On February 21, 2017, the Company issued 3,500,000 shares of common stock to a director for cash proceeds of $3,500 at $0.001 per share.
In September 2017, the Company issued 497,500 shares of common stock for cash proceeds of $9,950 at $0.02 per share.
In October 2017, the Company issued 1,873,750 shares of common stock for cash proceeds of $37,475 at $0.02 per share.

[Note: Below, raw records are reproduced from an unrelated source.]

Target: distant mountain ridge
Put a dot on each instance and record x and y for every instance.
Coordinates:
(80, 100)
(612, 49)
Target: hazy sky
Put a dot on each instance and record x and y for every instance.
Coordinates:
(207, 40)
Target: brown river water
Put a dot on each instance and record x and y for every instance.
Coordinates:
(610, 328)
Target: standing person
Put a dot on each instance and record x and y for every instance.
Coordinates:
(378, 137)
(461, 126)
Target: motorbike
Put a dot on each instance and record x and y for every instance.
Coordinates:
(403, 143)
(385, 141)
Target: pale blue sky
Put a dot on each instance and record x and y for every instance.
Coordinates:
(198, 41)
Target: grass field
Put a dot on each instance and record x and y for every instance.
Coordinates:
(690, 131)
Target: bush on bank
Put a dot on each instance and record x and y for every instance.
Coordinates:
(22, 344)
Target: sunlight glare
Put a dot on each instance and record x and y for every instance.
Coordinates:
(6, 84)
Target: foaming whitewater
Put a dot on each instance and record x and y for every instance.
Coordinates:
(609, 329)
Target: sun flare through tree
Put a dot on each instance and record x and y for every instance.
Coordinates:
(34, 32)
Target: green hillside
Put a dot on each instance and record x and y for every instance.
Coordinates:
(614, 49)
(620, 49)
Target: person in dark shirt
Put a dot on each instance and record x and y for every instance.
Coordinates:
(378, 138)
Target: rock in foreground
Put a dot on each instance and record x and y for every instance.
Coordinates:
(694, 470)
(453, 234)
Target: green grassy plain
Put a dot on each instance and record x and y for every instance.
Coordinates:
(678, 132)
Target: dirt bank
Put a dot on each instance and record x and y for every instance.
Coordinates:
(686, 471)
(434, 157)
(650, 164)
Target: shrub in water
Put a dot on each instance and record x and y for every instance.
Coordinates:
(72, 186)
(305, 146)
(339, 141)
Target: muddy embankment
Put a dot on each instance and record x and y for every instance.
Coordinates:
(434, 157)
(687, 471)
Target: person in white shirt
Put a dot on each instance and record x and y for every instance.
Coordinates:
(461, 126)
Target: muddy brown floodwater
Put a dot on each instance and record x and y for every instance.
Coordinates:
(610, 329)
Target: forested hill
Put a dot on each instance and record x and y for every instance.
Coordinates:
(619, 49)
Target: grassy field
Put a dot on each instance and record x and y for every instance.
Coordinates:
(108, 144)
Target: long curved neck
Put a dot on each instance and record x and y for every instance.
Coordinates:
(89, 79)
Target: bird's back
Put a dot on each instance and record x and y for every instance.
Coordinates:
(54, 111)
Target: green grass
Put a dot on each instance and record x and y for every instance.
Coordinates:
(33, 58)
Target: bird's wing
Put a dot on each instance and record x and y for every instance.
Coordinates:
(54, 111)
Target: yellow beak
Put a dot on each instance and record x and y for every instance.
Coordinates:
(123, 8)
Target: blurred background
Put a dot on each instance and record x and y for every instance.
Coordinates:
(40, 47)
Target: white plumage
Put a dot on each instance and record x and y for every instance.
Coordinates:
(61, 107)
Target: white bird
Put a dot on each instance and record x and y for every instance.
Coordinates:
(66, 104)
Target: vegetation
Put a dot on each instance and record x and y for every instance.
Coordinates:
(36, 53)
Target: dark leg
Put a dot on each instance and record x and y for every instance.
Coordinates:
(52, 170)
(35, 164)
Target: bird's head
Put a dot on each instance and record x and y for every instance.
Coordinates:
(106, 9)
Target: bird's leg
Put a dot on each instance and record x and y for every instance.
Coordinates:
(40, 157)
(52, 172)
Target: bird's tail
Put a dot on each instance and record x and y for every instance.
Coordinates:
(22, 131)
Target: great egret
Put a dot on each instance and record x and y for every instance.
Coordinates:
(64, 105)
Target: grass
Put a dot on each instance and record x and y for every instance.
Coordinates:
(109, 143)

There were 5,871,250 shares of common stock issued and outstanding as of January 31, 2019.
12
YIJIA GROUP CORP.
(Formerly Soldino Group Corp)
NOTES TO THE CONDENSED FINANCIAL STATEMENTS
NINE MONTHS ENDED JANUARY 31, 2019
(UNAUDITED)
Note 9
COMMITMENTS AND CONTINGENCIES
The Company has entered into a two years rental agreement for a $290 monthly fee, starting on March 1, 2017. Minimum lease payments under this agreement are $1,450 for fiscal year 2019. On September 28, 2017 the Company entered into an additional five year rental agreement for a $590 monthly fee, starting on November 1, 2017. In October 2018, the rental agreements were terminated.

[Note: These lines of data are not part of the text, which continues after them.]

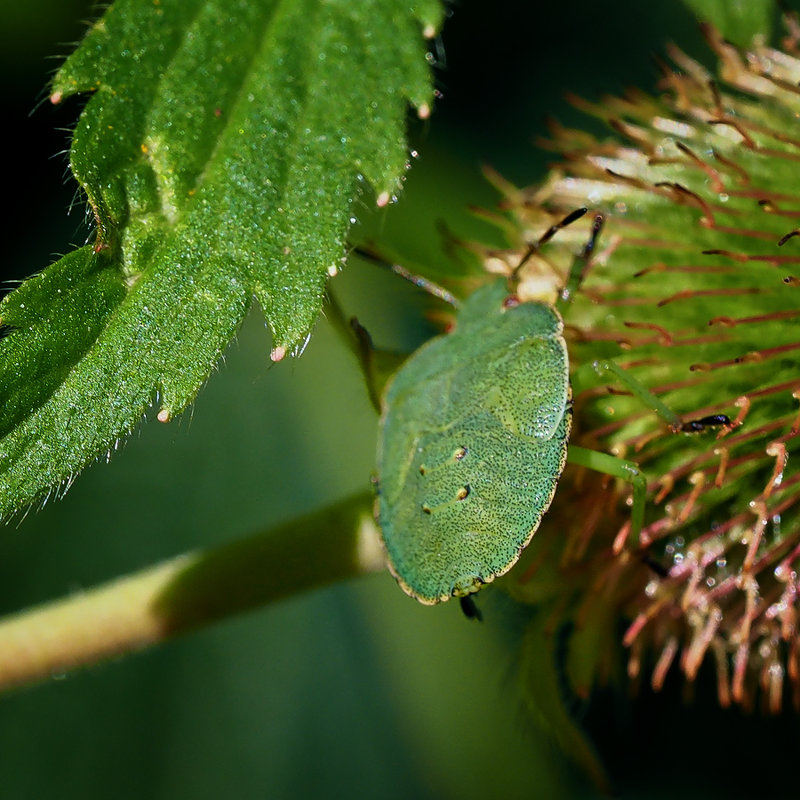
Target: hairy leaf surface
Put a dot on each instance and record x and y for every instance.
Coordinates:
(222, 150)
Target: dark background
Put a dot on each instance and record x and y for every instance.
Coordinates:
(354, 689)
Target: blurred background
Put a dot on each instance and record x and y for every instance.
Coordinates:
(355, 689)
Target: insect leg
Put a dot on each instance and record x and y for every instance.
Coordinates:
(616, 468)
(646, 397)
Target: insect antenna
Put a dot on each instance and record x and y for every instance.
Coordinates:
(546, 237)
(423, 283)
(580, 266)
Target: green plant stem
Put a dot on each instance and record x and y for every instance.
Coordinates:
(188, 592)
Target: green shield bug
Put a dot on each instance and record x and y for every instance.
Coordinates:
(474, 438)
(474, 432)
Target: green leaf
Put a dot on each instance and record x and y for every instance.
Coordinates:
(222, 152)
(739, 21)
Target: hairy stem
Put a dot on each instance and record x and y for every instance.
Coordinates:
(188, 592)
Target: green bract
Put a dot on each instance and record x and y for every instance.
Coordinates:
(474, 439)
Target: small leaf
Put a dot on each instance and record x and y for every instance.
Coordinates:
(222, 152)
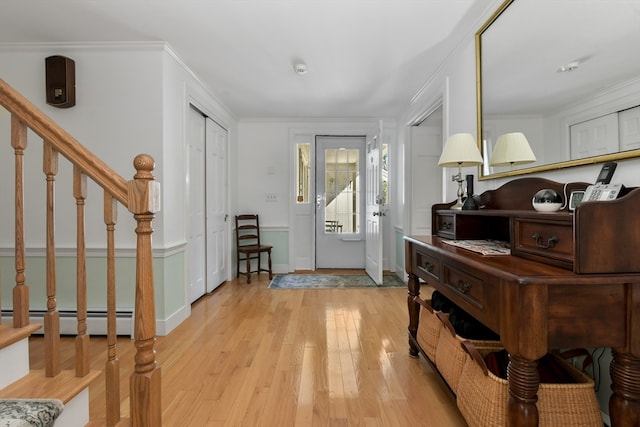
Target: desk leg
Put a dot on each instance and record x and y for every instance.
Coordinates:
(414, 312)
(523, 389)
(624, 405)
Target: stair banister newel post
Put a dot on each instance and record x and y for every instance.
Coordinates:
(145, 382)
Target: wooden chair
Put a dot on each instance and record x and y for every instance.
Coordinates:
(248, 246)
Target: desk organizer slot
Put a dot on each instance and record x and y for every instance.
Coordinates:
(482, 397)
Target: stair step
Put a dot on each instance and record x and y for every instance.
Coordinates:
(64, 386)
(10, 335)
(124, 422)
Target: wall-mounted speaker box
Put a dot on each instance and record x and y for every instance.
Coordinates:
(60, 76)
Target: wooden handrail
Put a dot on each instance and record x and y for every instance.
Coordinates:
(64, 143)
(141, 196)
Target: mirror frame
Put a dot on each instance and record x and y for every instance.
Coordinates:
(548, 167)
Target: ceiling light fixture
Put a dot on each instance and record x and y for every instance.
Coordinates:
(301, 68)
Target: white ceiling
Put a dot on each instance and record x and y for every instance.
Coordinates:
(366, 58)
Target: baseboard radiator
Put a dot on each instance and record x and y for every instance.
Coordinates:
(96, 321)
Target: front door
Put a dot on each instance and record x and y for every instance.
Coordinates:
(196, 229)
(340, 196)
(375, 208)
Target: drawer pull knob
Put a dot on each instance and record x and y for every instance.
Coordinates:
(551, 242)
(463, 287)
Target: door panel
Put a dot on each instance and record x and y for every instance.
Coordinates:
(340, 202)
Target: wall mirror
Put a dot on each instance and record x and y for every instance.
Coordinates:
(564, 73)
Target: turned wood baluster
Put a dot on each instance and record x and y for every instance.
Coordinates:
(52, 316)
(112, 366)
(20, 290)
(82, 339)
(145, 382)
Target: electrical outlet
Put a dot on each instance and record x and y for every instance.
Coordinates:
(270, 197)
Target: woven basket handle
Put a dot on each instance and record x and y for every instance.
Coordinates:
(577, 352)
(475, 355)
(423, 303)
(445, 321)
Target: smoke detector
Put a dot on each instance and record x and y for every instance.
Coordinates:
(571, 66)
(300, 69)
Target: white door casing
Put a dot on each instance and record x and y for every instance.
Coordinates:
(216, 203)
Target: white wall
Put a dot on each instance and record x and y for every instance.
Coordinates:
(118, 105)
(456, 79)
(130, 99)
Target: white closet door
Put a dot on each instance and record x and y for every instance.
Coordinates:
(196, 235)
(216, 196)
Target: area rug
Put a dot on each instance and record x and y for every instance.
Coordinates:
(324, 281)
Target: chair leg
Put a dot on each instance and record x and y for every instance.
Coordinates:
(248, 269)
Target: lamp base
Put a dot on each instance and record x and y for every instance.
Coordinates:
(457, 206)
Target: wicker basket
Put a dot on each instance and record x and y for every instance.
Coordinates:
(429, 329)
(482, 397)
(450, 355)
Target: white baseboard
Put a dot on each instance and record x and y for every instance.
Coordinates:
(16, 356)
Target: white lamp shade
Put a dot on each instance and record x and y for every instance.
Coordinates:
(512, 149)
(461, 149)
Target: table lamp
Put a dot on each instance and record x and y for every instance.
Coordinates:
(460, 150)
(512, 149)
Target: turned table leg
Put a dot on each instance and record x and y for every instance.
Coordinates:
(414, 312)
(624, 405)
(523, 389)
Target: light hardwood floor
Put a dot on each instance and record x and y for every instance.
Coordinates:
(251, 356)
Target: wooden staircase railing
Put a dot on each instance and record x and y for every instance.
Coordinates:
(141, 196)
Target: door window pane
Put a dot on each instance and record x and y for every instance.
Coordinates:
(342, 190)
(303, 173)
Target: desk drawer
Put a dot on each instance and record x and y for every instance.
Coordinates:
(471, 287)
(427, 267)
(549, 241)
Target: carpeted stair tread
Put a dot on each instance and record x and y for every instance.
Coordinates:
(29, 412)
(64, 386)
(10, 335)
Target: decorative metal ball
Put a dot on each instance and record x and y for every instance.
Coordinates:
(547, 200)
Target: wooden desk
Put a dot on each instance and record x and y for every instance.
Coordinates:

As of January 31, 2019, there were no minimum lease payments under these agreements.
Note 10
SUBSEQUENT EVENTS
In accordance with SFAS 165 (ASC 855-10) the Company has analyzed its operations subsequent to January 31, 2019 to the date these financial statements were available to be issued on March 15, 2019, and has determined that it does not have any material subsequent events to disclose in these financial statements.